Multithreaded pipeline, part 3

The rest of this example might be easier to understand by looking at an example of a run first. The lines starting with a "!" are the copies of the input lines that ReaderMain() sends and PrintMain() faithfully prints.
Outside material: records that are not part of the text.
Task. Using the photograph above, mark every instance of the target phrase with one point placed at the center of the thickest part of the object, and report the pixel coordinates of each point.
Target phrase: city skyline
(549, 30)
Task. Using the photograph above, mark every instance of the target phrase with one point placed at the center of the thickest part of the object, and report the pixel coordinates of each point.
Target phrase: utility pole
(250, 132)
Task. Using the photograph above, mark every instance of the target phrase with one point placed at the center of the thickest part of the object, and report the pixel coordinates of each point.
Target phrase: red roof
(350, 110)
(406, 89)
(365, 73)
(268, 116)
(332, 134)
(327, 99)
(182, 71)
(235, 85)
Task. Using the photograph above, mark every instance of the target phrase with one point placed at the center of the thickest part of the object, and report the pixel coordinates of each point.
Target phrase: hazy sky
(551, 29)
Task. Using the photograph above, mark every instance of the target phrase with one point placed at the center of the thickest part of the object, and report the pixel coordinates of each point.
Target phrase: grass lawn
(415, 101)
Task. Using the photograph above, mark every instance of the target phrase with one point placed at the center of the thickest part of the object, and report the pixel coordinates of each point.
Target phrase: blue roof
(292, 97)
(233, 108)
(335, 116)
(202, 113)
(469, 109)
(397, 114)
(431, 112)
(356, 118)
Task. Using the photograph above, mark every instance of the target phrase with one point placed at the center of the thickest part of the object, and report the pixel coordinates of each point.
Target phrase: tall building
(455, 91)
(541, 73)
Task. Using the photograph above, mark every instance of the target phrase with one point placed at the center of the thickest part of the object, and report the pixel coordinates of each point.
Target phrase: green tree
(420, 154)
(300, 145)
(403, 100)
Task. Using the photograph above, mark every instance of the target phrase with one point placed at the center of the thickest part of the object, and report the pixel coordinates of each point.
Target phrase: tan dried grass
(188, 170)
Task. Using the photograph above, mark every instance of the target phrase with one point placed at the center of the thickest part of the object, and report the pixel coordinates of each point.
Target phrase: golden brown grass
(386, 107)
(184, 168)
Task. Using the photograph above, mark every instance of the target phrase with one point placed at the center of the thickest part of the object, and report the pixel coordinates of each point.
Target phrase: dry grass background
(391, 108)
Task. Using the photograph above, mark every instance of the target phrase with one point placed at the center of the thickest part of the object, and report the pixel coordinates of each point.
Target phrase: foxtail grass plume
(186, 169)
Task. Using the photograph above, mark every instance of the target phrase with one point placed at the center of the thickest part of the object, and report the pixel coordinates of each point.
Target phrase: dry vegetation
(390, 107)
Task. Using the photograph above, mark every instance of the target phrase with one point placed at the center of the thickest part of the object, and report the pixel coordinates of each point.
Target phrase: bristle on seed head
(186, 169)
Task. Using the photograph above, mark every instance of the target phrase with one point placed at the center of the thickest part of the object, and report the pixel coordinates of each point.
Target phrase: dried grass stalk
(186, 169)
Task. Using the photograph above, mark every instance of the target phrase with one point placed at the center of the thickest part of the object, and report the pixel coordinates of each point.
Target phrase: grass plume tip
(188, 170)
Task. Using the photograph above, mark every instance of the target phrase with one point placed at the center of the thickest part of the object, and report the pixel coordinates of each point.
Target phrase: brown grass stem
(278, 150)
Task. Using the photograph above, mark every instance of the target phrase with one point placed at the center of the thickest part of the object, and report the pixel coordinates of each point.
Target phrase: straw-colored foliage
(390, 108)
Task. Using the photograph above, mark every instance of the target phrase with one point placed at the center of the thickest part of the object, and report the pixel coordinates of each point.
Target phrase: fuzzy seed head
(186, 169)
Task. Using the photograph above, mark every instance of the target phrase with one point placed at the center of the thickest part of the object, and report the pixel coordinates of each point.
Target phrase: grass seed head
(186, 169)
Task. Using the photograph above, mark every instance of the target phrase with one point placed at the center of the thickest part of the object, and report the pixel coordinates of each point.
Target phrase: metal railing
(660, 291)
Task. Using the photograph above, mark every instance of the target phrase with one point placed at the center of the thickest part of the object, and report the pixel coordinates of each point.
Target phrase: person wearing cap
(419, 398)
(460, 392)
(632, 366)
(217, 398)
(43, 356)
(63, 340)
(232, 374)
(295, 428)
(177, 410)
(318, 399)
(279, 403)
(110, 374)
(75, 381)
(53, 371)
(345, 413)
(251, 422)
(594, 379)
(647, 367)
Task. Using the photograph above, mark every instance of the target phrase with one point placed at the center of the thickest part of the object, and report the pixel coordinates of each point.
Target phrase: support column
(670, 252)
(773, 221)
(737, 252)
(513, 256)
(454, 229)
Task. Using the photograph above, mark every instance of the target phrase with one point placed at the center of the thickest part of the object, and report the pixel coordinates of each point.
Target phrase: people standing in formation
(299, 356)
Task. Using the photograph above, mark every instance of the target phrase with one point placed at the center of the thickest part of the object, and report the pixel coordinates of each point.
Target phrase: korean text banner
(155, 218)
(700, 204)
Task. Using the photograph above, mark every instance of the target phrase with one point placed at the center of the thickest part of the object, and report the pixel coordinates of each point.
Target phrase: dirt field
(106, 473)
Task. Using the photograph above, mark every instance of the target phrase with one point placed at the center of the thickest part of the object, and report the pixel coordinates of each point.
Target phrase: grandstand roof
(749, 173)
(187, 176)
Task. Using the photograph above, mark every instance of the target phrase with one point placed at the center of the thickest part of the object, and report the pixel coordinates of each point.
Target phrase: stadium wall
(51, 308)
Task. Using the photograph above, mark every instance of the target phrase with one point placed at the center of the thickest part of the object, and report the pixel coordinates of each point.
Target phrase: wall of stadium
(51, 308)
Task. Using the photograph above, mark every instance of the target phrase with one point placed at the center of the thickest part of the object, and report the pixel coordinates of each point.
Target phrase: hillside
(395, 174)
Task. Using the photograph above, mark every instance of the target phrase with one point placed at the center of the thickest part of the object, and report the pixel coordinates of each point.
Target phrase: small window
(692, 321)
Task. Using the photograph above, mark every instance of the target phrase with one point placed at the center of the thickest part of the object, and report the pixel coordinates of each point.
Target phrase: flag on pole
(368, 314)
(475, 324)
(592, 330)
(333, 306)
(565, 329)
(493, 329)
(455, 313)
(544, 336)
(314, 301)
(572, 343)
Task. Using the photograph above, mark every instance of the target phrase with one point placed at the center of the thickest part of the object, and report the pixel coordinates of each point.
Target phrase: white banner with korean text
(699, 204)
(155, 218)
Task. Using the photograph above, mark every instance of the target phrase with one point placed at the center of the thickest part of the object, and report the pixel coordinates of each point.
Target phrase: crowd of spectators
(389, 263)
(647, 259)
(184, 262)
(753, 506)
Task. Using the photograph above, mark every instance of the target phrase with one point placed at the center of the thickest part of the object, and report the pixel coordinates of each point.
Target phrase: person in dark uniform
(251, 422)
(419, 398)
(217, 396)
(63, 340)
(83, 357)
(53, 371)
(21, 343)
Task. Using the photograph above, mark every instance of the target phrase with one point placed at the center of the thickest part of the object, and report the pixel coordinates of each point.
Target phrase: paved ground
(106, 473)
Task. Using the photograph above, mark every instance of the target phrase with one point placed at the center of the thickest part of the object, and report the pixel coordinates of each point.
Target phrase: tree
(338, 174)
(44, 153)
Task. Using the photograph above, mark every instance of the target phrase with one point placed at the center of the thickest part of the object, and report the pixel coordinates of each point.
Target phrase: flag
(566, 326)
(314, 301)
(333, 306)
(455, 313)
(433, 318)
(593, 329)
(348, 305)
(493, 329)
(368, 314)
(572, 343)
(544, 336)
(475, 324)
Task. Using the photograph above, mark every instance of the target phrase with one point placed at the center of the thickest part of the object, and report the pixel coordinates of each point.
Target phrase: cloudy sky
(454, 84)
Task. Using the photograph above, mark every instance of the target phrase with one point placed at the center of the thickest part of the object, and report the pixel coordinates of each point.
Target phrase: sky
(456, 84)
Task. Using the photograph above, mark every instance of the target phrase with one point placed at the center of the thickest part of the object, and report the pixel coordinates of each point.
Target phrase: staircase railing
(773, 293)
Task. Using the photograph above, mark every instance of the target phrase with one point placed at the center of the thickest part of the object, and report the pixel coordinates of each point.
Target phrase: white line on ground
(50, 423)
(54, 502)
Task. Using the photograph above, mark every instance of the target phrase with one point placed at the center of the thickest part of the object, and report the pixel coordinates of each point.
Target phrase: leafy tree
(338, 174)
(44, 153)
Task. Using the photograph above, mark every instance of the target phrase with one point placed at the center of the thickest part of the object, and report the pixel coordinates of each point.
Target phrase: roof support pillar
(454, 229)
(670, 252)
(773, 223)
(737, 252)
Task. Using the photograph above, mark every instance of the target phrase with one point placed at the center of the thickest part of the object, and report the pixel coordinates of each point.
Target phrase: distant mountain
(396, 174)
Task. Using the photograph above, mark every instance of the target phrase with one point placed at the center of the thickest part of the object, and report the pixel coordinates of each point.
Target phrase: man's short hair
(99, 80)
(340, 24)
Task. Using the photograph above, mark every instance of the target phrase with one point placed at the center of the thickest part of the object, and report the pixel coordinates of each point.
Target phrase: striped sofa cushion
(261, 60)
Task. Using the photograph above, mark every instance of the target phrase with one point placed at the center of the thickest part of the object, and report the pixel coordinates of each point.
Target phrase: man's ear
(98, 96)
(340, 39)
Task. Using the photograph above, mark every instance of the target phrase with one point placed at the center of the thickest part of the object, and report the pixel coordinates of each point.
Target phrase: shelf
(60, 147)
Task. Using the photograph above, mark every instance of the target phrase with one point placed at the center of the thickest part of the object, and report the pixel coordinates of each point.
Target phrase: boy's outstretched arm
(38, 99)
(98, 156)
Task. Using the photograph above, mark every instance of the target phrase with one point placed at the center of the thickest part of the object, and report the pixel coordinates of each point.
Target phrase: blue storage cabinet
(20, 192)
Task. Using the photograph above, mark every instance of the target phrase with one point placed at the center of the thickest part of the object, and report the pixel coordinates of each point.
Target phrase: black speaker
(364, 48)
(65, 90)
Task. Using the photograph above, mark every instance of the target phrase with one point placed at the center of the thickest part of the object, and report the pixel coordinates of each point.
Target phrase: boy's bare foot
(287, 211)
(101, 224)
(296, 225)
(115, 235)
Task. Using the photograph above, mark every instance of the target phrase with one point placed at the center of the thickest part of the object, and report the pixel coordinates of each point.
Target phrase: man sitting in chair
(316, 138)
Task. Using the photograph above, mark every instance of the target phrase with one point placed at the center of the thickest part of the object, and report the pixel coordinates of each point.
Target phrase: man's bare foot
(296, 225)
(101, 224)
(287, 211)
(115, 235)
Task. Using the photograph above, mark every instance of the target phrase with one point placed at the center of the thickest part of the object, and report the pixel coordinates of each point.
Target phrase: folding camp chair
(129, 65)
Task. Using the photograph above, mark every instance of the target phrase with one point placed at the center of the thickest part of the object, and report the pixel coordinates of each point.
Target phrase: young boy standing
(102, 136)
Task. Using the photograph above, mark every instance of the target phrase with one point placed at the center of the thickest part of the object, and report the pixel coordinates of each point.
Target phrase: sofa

input.packet are the rows that reach the PrintMain on the "print" label (remember, "input" is the name with which it imports its input nexus). input.hourly is the data aggregated by the hour intervals (and also by the IP addresses, dropping the port information), and input.daily further aggregates it per day (and again per the IP addresses). The timestamps in the hourly and daily rows are rounded down to the start of the hour or day.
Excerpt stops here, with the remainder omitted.